Handling Common Edge Cases
Tables and structured data: Tables compress poorly because every cell may contain important information. Pre-process tables into natural language descriptions ("Q1 revenue was $4.2M, up 12% from Q4") before chunking. Alternatively, extract tables separately and include them as a dedicated chunk that the reduce step can reference.
Documents with appendices: Appendices often contain supporting data referenced in the main text. Decide upfront whether appendices should be included in summarization or excluded. If included, process them as separate chunks with a flag indicating they are supplementary material. The reduce prompt can then give them lower priority.

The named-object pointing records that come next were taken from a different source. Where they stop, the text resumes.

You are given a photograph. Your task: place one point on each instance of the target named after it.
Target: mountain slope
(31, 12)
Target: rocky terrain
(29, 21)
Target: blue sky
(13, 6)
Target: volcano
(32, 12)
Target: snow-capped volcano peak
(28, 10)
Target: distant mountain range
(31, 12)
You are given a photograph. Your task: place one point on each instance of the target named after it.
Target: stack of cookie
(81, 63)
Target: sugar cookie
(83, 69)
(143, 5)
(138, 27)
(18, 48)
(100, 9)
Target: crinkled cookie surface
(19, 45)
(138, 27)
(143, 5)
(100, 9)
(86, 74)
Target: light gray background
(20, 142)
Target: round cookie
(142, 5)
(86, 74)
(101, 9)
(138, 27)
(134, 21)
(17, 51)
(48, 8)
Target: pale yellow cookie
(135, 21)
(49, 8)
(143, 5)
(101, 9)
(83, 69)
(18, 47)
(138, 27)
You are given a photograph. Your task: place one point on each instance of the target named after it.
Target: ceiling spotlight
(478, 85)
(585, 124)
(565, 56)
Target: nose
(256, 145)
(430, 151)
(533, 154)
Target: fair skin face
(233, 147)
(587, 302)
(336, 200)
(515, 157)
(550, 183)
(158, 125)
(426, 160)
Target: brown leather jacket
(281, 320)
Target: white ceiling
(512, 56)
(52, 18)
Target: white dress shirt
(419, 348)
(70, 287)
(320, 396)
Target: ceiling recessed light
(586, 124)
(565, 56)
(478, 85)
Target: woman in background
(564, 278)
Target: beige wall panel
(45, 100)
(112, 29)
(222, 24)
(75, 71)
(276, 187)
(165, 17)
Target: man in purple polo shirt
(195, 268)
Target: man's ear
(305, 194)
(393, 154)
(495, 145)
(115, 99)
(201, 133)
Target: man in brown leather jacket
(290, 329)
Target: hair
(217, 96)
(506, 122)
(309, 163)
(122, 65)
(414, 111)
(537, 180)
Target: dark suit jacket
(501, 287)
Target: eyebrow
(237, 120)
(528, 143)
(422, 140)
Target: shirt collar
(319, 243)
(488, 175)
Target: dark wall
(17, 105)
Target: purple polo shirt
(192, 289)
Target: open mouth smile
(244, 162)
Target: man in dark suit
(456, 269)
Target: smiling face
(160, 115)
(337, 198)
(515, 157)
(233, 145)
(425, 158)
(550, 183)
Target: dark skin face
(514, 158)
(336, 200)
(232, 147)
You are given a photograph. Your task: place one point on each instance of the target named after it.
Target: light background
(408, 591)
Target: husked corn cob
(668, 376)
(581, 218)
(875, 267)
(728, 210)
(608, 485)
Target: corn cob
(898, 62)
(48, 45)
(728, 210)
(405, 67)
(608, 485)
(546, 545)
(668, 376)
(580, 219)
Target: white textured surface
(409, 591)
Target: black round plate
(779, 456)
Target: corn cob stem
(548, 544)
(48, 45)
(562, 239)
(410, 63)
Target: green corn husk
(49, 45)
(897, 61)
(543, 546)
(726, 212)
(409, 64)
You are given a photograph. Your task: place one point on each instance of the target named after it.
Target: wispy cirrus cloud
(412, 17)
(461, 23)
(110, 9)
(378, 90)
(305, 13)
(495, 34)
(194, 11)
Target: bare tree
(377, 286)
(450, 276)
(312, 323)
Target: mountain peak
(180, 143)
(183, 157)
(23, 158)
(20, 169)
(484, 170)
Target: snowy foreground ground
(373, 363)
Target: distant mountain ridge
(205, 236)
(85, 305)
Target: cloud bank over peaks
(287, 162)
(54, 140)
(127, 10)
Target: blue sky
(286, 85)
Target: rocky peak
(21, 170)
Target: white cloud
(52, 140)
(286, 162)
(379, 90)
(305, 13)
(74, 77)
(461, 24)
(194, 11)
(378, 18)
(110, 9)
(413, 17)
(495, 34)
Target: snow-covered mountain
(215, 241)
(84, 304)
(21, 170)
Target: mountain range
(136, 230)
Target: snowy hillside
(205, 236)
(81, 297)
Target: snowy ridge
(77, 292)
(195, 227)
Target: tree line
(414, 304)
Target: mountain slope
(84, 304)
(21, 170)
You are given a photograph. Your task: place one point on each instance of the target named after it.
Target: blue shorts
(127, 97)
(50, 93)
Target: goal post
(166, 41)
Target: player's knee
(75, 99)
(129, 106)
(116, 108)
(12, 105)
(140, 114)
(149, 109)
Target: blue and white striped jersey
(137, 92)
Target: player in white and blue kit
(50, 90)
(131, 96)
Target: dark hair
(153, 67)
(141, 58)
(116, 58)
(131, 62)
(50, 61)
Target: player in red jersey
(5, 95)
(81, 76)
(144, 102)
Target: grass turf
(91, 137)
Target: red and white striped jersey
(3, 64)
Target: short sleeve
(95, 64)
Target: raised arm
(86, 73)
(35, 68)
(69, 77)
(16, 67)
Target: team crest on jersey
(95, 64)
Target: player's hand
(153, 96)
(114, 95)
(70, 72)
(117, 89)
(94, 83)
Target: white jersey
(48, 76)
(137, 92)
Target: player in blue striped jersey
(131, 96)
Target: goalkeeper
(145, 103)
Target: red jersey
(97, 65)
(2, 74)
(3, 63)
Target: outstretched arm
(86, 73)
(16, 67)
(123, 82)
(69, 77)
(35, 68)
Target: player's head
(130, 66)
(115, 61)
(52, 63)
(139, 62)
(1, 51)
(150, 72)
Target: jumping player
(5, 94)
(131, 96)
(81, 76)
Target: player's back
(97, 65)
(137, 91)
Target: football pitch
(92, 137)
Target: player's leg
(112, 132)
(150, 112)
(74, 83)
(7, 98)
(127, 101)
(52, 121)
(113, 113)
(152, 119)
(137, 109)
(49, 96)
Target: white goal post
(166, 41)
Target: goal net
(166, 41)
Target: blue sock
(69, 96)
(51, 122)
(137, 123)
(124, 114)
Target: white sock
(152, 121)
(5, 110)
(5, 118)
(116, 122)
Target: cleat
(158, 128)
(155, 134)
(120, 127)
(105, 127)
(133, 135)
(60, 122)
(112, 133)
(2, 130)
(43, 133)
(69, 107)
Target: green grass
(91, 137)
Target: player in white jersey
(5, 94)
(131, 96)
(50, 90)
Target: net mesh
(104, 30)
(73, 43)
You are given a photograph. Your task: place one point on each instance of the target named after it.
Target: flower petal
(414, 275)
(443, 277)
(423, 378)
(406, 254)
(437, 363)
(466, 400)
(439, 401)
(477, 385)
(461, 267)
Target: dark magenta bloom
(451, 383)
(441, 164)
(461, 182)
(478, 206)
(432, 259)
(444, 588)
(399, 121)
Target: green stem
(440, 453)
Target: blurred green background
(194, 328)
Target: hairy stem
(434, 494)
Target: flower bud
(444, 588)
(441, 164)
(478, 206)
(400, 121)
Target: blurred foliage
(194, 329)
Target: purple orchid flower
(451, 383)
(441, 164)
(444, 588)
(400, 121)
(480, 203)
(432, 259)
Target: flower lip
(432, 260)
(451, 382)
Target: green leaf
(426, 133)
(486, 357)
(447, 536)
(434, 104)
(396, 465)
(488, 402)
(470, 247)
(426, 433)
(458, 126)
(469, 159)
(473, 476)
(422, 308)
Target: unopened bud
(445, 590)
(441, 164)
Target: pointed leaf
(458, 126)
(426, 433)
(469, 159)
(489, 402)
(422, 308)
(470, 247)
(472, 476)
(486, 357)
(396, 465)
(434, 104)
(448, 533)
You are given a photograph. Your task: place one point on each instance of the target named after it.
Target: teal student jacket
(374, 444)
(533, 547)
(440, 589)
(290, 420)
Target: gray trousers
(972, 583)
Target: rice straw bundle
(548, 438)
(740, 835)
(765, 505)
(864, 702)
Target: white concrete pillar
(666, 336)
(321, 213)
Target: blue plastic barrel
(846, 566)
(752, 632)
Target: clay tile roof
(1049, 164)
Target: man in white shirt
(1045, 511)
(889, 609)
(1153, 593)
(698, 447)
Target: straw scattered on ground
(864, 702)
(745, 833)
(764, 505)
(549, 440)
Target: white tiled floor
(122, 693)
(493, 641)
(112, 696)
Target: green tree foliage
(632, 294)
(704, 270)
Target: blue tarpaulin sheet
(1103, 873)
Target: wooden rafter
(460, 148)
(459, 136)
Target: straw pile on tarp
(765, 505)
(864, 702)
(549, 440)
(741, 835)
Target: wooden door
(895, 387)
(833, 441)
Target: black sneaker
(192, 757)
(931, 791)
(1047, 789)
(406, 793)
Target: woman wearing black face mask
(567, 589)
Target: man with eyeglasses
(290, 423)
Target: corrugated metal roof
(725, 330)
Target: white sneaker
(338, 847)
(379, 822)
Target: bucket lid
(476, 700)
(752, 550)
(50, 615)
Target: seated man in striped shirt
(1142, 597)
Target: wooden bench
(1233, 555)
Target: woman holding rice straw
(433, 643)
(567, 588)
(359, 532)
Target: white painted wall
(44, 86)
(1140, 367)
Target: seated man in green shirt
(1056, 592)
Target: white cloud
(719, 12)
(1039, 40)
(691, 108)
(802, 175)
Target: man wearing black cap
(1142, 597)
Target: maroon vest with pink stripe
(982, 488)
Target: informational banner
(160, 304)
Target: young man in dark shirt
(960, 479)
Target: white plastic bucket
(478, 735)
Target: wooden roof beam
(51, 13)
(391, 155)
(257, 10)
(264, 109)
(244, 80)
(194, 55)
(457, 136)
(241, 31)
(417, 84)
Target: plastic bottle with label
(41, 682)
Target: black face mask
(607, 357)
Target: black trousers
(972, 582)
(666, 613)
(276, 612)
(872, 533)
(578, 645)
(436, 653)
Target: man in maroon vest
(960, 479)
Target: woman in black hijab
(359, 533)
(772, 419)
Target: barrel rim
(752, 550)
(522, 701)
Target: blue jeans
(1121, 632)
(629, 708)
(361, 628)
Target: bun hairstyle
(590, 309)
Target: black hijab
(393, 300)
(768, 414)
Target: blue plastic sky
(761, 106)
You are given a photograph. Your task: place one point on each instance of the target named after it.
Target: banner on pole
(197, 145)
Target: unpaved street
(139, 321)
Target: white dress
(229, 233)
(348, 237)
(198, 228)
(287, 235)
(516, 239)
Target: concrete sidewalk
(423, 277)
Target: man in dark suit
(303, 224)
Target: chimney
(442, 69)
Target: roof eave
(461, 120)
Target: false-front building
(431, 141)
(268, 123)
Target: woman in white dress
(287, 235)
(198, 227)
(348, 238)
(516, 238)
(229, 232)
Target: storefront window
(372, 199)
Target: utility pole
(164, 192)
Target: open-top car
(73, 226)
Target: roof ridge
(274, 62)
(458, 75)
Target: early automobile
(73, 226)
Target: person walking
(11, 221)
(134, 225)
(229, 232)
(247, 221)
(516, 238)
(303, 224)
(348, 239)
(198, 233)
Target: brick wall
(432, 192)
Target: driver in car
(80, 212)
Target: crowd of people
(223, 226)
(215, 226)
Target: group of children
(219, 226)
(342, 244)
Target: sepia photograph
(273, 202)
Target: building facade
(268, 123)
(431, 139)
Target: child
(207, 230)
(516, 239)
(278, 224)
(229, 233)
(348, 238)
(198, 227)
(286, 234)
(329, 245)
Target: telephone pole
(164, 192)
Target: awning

Multi-language documents: Documents mixing languages (common in international reports) should be chunked by language when possible, summarized in the original language per chunk, then combined with a reduce prompt specifying the desired output language. Cross-language summarization in a single step works but produces slightly lower quality than same-language summarization followed by translation.
For documents exceeding the context window, split at natural boundaries with 10-20% overlap, summarize chunks in parallel targeting 10-20% compression each, then synthesize chunk summaries in a reduce step. This map-reduce pattern handles documents of arbitrary length while keeping each processing step within token limits.